There is a terrible bug in WP Core that specifically affects persistent object caches like this one:
https://core.trac.wordpress.org/ticket/31245
(The thread is mostly about the idea of replacing the whole alloptions
system with a one-at-a-time approach when a persistent object cache is installed. IMHO this is a bad plan and predictably nothing has happened because of concerns over back-compat with all the existing object-cache.php
implementations. If you get to the bottom you'll see my proposals which explain our much more straightforward and probably performant solution).
It's been known for 10 months but IMHO goes back much farther and accounts for white-screen-of-death bugs on our site even back when we used the APC Object Cache.
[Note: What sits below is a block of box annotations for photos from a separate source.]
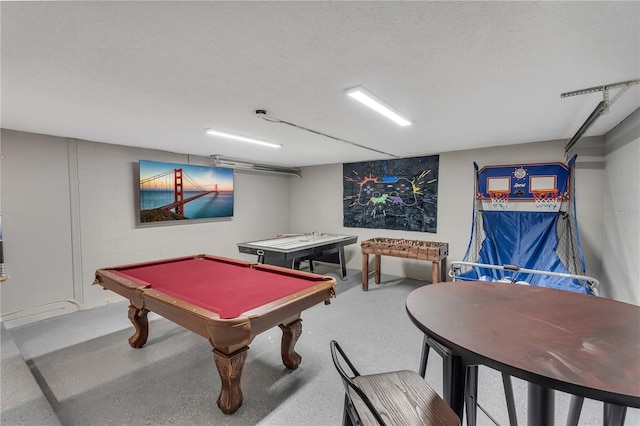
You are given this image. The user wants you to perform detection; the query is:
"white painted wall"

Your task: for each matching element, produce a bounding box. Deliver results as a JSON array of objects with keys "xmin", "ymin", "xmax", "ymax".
[
  {"xmin": 601, "ymin": 109, "xmax": 640, "ymax": 305},
  {"xmin": 0, "ymin": 129, "xmax": 292, "ymax": 321}
]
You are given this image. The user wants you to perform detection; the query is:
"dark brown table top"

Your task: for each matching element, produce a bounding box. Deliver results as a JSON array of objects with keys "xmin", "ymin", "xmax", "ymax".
[{"xmin": 406, "ymin": 282, "xmax": 640, "ymax": 408}]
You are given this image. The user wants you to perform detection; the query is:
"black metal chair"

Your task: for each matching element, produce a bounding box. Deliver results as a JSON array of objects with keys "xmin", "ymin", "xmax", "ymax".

The bug isn't specific to Redis in any way, but in our testing we were able to fix it at the object caching layer by using a simple action hook we added to WP_Object_Cache->set()
, so if you want, you can fix this for other users of your plugin by integrating the same fix (at least until Core fixes it, maybe in 4.5 but I won't hold my breath).
To summarize the situation:
- As most devs know, WP fetches all options with autoload=1 in a single query at the beginning of the pageload to avoid hundreds of fast but separate MySQL queries.
- When a persistent object cache is installed there is no way to have "autoload=1" as part of the query, so they instead store the entire set of autoloaded options in a cache with name=alloptions group=options
- When a pageload updates an autoload=1 option it updates the object cache for that option, but also has to update
alloptions
since it isn't reloaded automatically.
And now the bug:
- When a pageload updates
alloptions
it does so using the original value it started with when first fetching alloptions
from the object cache, inserting the changed value and resaving alloptions
.
- When two concurrent pageloads change separate options their changes will overwrite each other. The change from the first to save will be overwritten by the other.
- The result is options WP expects to find in
alloptions
are totally missing, and in many cases it can't handle it at all, resulting in WSOD in our case.
- The whole wp-cron system exacerbates the problem dramatically on sites that are rarely visited, since cold caches co-incide with the need for a cron refresh and create the perfect storm for the bug to thrive in.
As I said above, the main solution they were considering in the ticket was to remove alloptions
entirely and rely on either the speed of the object cache to make it okay to fetch each option separately, or a get_multi()
functionality that would pull in all autoloaded options with one query. This is complicated and likely to remain quagmired in compatibility concerns.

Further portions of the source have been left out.